The article, which focuses on Daschle’s relationship with healthcare organizations, was triggered by a meeting last week between Daschle and President Obama. Daschle continues to play a role in the healthcare debate even though he took himself out of consideration to be Secretary of the Department of Health and Human Services earlier this year.

To read the full New York Times article, visit http://www.nytimes.com/2009/08/23/health/policy/23daschle.html.

Friday, August 14, 2009

President Obama Hails Homecare as “Cost-Efficient” Healthcare Solution

During a town hall meeting in late July, President Obama highlighted the role of home-based care in controlling Medicare costs and in keeping older people out of more expensive institutional care.

Discussing proposed Medicare reforms, Obama said, “It is not an exercise in just cutting reimbursement rates, in fact in some cases we may need higher reimbursement rates for certain aspects. I actually think home care ends up being cost-efficient in many cases rather than institutional care, and it helps keep people in their homes.”

The President made the remarks at a healthcare reform town hall meeting in Shaker Heights, Ohio on July 23.

The American Association for Homecare applauds the President’s recognition of homecare as a cost-effective alternative that reduces healthcare costs and allows millions of seniors to live in the comfort of their own homes. We urge Congress to recognize that homecare should be a critical component — not a casualty — of healthcare reform.

Video of the President’s remarks can be found here (at 2:15):
http://videos.cleveland.com/plain-dealer/2009/07/obama_holds_town_hall_meeting.html

Thursday, August 13, 2009

New Economic Study Exposes Faults in Controversial Medicare Competitive Bidding Program Scheduled to Start this Fall

A new study released this week by Brian O’Roark, PhD, of Robert Morris University, exposes severe flaws in the Medicare competitive bidding program for durable medical equipment and services. The study found that the federal Centers for Medicare and Medicaid Services drastically misread the marketplace and that the current competitive bidding program reduces overall competition and hurts the quality of patient care.

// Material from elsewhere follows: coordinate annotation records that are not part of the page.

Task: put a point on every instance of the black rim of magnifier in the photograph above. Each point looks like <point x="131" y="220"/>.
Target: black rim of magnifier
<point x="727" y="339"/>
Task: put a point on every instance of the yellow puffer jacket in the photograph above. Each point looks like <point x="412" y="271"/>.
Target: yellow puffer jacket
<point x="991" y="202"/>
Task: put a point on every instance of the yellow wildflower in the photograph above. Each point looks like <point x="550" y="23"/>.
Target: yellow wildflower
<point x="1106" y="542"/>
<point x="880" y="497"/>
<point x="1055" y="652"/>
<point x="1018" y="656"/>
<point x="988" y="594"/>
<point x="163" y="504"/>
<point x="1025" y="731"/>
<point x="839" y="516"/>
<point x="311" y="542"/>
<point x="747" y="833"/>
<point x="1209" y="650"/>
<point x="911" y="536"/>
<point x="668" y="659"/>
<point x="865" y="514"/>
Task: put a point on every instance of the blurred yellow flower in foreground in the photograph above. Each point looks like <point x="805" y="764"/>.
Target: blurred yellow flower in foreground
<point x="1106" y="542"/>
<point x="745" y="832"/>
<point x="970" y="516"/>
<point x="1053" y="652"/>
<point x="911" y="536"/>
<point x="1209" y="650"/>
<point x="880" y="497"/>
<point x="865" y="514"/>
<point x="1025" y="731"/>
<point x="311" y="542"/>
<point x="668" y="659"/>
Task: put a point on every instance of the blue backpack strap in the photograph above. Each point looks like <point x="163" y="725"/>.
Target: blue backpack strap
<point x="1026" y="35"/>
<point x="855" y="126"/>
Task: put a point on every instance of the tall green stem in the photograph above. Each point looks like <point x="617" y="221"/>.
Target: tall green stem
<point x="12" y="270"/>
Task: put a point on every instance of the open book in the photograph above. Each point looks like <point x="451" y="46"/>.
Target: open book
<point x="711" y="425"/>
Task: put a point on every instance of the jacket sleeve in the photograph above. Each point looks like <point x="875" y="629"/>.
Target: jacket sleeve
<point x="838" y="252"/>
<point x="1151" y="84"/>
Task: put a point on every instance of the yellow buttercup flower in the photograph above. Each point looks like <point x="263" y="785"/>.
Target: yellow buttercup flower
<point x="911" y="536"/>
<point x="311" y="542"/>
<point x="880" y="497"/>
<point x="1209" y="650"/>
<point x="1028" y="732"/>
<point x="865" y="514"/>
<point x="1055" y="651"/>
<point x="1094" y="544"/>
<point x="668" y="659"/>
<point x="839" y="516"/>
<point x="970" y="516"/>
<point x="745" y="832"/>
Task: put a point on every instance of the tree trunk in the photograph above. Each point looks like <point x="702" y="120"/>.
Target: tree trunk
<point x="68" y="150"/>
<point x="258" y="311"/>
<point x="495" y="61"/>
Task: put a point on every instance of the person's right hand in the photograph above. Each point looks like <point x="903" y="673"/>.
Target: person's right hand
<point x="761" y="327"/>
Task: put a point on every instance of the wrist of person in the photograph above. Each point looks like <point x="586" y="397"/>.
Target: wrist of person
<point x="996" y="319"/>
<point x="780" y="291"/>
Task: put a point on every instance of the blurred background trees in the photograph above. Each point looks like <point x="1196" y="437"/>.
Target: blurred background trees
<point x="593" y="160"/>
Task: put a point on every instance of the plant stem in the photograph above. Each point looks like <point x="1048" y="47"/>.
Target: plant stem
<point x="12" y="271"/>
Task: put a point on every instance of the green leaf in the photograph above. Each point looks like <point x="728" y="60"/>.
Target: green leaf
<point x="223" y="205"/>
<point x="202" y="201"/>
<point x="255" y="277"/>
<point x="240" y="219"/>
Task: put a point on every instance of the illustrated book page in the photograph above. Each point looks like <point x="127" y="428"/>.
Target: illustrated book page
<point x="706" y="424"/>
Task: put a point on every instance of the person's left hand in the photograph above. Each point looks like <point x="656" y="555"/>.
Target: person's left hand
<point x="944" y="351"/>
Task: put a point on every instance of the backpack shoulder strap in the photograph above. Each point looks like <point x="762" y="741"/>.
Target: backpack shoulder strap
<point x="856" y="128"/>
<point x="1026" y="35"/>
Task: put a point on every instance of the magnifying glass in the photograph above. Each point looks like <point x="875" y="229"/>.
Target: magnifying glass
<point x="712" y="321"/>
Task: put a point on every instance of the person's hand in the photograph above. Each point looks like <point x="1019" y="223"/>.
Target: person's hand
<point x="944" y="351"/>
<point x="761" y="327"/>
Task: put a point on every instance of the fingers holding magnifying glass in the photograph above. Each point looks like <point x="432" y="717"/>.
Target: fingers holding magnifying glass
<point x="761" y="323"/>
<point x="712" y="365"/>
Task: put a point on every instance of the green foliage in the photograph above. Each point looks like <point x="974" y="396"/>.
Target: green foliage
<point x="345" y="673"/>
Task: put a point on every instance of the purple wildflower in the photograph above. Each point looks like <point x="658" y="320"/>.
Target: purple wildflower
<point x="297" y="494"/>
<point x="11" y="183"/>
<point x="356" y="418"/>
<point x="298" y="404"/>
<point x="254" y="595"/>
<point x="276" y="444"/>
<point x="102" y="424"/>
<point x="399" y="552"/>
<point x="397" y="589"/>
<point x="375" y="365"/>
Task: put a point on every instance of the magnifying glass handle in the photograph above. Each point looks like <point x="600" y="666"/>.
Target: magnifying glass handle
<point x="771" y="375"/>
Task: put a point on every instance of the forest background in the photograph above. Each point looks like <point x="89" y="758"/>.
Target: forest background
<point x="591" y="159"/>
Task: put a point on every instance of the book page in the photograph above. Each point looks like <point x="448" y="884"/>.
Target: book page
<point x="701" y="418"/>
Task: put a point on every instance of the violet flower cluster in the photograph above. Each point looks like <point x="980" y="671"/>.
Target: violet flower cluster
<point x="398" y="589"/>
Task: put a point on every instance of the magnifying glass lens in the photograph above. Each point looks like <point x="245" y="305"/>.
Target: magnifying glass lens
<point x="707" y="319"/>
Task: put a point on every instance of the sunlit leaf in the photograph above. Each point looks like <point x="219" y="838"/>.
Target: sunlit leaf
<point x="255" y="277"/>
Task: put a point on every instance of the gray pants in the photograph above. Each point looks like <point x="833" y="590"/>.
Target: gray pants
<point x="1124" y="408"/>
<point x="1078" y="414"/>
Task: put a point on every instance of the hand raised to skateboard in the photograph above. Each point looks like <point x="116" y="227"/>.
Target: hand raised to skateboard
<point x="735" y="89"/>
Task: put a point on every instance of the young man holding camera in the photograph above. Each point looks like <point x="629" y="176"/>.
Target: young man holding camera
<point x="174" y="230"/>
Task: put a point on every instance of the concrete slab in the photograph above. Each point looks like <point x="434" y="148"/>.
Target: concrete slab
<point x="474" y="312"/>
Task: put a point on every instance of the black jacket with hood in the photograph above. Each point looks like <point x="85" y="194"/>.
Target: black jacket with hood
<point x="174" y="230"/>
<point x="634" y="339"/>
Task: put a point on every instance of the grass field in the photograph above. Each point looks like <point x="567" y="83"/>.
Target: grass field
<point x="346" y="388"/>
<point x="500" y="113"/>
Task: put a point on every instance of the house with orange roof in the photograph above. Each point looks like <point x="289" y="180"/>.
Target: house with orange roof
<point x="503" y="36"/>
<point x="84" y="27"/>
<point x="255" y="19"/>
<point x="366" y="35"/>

The study analyzed the results for round one of the bidding program, which took place in ten areas nationwide last year. The bid program, which began on July 1, 2008, was delayed by Congress on July 15, 2008 because of serious flaws in the bidding process. O’Roark’s study revealed several shocking flaws in the competitive bidding program:

• During the bidding implementation, nearly 40 percent of companies awarded durable medical equipment contracts for Pittsburgh patients were located outside of Pennsylvania.

• Had the competitive bidding program continued, homecare providers would have had no choice but to cut service, lengthen patient response times and give up providing some equipment altogether. Contracts were also awarded to unlicensed providers, which would have violated state standards.

• Reduced access and declining quality of care under competitive bidding will force patients into institutionalized care. This will lead to higher long-term costs for Medicare—not lower as CMS suggests.

• One group that would benefit from competitive bidding is private insurance firms. Medicare reimbursement rates are the gold standard and the basis for reimbursement by all other forms of health insurance. An artificial lowering of Medicare rates is immediately followed by a lowering of all others. As price schedules fall, insurance firms’ costs fall with them.

Despite the glaring flaws identified in this study, the competitive bidding program is set to go into effect in late October, 2009.

“There is nothing competitive about this misconceived program,” says Tyler J. Wilson, president of the American Association for Homecare. “This study joins an extensive body of evidence showing that this bidding program will produce fewer competitors, fewer homecare services, and lowest-common-denominator healthcare for older Americans and people with disabilities who require medical care at home.”

The full report and summary of findings are at www.aahomecare.org.